Byte Me: The Vagina Dialogues


Naomi Wolf’s new book on the history of the female anatomy has been thoroughly scorned by critics. Photo Reuters

World renowned feminist and human rights activist Naomi Wolf’s new tome has invited its fair share of ridicule in the past week. Perhaps it’s testament to the residual sexual hang-ups of western society that a lot of people struggle to say Vagina: A New Biography while maintaining a straight face. Perhaps it’s the book’s cover art, reminiscent of the silhouette which depending on the viewer either looks like a wine chalice or two people talking. (In this case, “is it a flower, or is it…?”)

The author has refused to be pigeonholed since penning the The Beauty Myth in 1990, experiencing a divine vision and subsequently converting to Christianity, declaring in 2007 that under the Bush Administration her home country had become a fascist state, getting arrested at Occupy Wall Street and engaging in a passionate defence of Julian Assange over the rape allegations directed against the Wikileaks founder in Sweden.

Framing the history of understanding about the female reproductive organs through Wolf’s interest in neuroscience, Vagina has been almost universally panned by critics. (“I read this book in utter bafflement,” from the Guardian’s Jenny Turner. “I almost feel sorry for Ms. Wolf because it’s like shooting fish in a barrel,” from Zoë Heller in the New York Review of Books.)
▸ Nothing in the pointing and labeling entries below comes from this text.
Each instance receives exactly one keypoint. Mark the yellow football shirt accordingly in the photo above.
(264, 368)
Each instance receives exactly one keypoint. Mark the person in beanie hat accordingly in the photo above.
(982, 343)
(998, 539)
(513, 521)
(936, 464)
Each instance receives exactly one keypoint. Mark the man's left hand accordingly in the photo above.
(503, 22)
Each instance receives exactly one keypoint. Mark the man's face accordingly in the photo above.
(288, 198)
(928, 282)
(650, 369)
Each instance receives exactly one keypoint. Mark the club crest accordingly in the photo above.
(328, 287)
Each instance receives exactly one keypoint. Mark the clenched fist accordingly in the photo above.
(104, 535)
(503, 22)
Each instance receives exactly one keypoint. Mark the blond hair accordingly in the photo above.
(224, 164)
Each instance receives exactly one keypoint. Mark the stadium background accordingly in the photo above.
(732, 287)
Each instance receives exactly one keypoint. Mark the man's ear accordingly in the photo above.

Katie Rolphe’s review on Slate (subtitled: “It’s as ludicrous as you think it is”) turned rather quickly into an indictment of Wolf’s entire career. Busting out her characteristic snark, the NYU professor highlighted the muted expectations Wolf’s most famous work created for the feminist cause: “Personally, I never felt The Beauty Myth said anything that wasn’t said more charismatically, and much earlier, in books such as Germaine Greer’s The Female Eunuch, but it was undeniably cherished by a generation of smart girls.”

To be sure, Wolf’s book has fewer invocations asking its readers to drink their own menstrual blood, but the comparison is appropriate. Greer’s work ends with a clarion call in the form of the rhetorical question asking its readers what action they will take to assert their self-worth: “what will you do?” Wolf, channelling Eunuch, asks the reader to find their self-worth by rejecting the idealised beauty presented by cosmetic companies and fashion magazines; when you look in the mirror, “what will you see?” Seems like kind of a step down.

The final word should go to @NaomiWolfVagina, a Twitter account which sprung up in the last week, most likely the work of either a really obtuse PR campaign or someone with way too much time on their hands. Most of it is crass to the point of being unpublishable, but one tweet effectively sums up the book’s synopsis as told through the words of its harshest critics: “The vagina bone is connected to the brain bone.”